I observe the following developments in the run-up to the elections:
To my mind, the greatest achivement by Umno-MCA strategists to date has been to equate voting for BN as a patriotic act, at least in the minds of the Chinese Malaysian masses.
After five decades of being demonised, the very idea that one can be both patriotic and non-Malay is both radical and powerful, and will certainly pay dividends for BN come election time. It has gotten to the point where most of my Chinese or Indian friends would not dream of voting for BA or PAS.
I believe there are several possible reasons for this unique development.
The lowest form of politics has long dominated electoral strategy in Malaysia: that of ethnic scare-mongering. Our politicians and mass media moguls have near-total control over any information - cultural, political, social, philosophical, theological - available to the voting masses.
PAS has been thoroughly demonised by Umno in the minds of voters. In the same way that Umno has managed to paint the Chinese Malaysian community as a threat to the Malays in the last 50 years, it has managed to paint PAS as a threat to non-Muslims. The same old ethnic politicking, rhetoric and scare-mongering has worked yet again.
I hope to emphasize the contributions of PAS to Malaysian politics. Without PAS, there would have been no pressure on Umno to clean up its act. Korupsi, Kroniyisme dan Nepotisme would have ruled supreme as it has done for the last 20 years, and it would have been mega-projects, mega-corruption, and dirty business as usual to the detriment of the common Malaysian citizen.
PAS has steadfastly refused to indulge in racial politicking or scare-mongering where the ethnic minorities are concerned in Malaysia. It has refused to demonise non-Muslims nor portray them as a threat in the eyes of the Malay Muslim community. This example sets a much higher standard for baseline behaviour for race relations than has ever been practised by BN.
Without PAS, there would have been no pressure on Umno to pick a decent and honest man like Abdullah Badawi to become PM.
One of the major changes I observe under Pak Lah's administration as compared to his predecessor is that he does not indulge in pyrotechnics. No sensational Jew-bashing speeches. No ego boosting billion rinngit mega-preojects to enhance his image.

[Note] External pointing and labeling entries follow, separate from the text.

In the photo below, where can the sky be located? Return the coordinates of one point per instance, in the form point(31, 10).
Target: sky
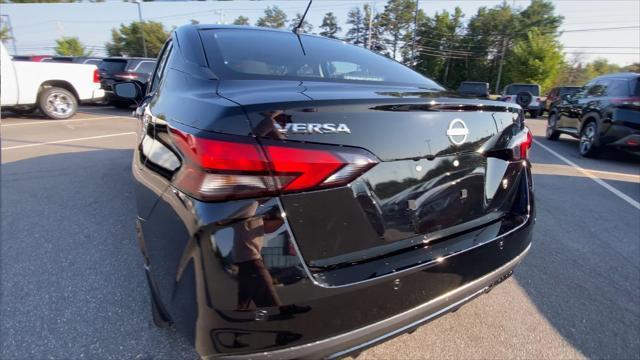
point(37, 26)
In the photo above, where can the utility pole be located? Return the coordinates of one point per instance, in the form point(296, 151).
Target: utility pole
point(13, 37)
point(504, 46)
point(144, 44)
point(413, 40)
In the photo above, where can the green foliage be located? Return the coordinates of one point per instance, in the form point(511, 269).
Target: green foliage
point(306, 26)
point(356, 33)
point(536, 59)
point(241, 20)
point(127, 41)
point(273, 17)
point(330, 26)
point(70, 46)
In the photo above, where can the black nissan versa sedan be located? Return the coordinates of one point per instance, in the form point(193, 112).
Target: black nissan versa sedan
point(300, 197)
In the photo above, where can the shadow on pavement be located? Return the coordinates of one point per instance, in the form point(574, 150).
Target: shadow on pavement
point(72, 277)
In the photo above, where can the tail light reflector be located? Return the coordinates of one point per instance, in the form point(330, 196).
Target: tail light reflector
point(231, 167)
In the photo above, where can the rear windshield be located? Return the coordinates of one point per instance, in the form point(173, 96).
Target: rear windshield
point(516, 89)
point(112, 65)
point(476, 88)
point(279, 55)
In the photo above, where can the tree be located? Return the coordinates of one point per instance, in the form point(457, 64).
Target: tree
point(306, 26)
point(540, 14)
point(273, 17)
point(127, 41)
point(356, 34)
point(241, 20)
point(330, 26)
point(536, 59)
point(70, 46)
point(396, 20)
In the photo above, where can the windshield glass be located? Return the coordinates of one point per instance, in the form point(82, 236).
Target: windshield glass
point(517, 88)
point(278, 55)
point(112, 66)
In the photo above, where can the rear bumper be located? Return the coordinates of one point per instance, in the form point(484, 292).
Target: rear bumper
point(370, 335)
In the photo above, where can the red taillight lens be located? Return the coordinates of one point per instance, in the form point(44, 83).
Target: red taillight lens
point(236, 167)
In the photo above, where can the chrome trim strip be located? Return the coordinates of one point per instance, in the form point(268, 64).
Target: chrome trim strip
point(432, 309)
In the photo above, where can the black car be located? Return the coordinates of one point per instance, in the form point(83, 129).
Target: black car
point(300, 197)
point(474, 89)
point(557, 93)
point(118, 69)
point(605, 113)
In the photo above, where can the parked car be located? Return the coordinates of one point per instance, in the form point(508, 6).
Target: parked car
point(474, 89)
point(116, 69)
point(74, 59)
point(556, 94)
point(264, 177)
point(525, 95)
point(605, 113)
point(55, 89)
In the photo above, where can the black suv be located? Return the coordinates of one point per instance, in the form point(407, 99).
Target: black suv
point(117, 69)
point(474, 89)
point(299, 197)
point(606, 112)
point(557, 93)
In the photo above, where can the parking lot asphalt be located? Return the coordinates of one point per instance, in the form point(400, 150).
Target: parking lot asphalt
point(73, 286)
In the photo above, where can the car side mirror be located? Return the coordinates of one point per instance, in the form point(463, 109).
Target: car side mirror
point(128, 90)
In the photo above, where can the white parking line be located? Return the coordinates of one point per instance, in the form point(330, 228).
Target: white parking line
point(65, 141)
point(590, 175)
point(43, 122)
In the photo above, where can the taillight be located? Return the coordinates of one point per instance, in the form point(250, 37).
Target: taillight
point(525, 141)
point(231, 167)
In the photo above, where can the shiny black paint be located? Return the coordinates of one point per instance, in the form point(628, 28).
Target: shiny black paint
point(615, 122)
point(384, 261)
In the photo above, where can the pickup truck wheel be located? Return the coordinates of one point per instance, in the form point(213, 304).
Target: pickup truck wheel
point(588, 140)
point(58, 103)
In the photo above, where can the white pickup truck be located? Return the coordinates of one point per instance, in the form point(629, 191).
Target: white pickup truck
point(54, 88)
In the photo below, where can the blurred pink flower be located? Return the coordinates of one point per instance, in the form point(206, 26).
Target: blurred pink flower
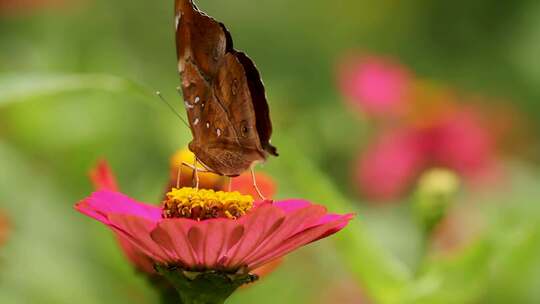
point(267, 231)
point(461, 142)
point(4, 228)
point(22, 6)
point(376, 85)
point(457, 140)
point(103, 178)
point(388, 167)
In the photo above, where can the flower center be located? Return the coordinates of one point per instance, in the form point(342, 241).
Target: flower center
point(202, 204)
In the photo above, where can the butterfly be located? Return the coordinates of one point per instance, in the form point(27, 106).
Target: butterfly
point(223, 95)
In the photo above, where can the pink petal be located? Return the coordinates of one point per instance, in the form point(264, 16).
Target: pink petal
point(301, 239)
point(140, 260)
point(172, 236)
point(102, 203)
point(137, 231)
point(259, 225)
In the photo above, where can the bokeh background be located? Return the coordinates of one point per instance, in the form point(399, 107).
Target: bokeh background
point(420, 116)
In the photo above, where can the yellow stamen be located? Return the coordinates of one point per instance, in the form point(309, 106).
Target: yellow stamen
point(202, 204)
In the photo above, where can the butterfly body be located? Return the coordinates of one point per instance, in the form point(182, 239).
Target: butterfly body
point(223, 95)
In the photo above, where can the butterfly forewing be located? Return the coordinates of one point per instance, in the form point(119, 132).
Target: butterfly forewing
point(223, 94)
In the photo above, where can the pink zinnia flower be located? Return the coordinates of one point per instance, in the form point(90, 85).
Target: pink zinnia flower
point(4, 228)
point(375, 85)
point(268, 231)
point(103, 178)
point(202, 231)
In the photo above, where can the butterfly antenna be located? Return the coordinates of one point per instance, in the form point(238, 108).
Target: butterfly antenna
point(255, 184)
point(158, 93)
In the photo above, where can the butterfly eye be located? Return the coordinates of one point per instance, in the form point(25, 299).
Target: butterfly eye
point(244, 128)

He does not feel the need to portray himself as a great nationalist or religious hero. He does not make excuses nor blame others for his administration's shortcomings. He tackles the unpopular issues of corruption and corporate governance head on much to the dismay of the Umno and BN elites that have siphoned hundreds of millions of ringgit from the taxpayers. He performs his tasks with a minimum of fuss, and does not hesitate to set a higher standard of ethical behaviour for public officials that is guaranteed to be unpopular with his own party elites.
I believe PAS will lose big in the coming elections.
In Pak Lah, Umno has found perhaps one leader who can restore moral authority to BN. This authority might not seem to matter a lot, until after PAS made huge gains in the last elections. BN's moral authority had been gradually eroded through 20 years of KKN under his predecessor, and had flown out the window altogether to Kamunting with Anwar in 1998.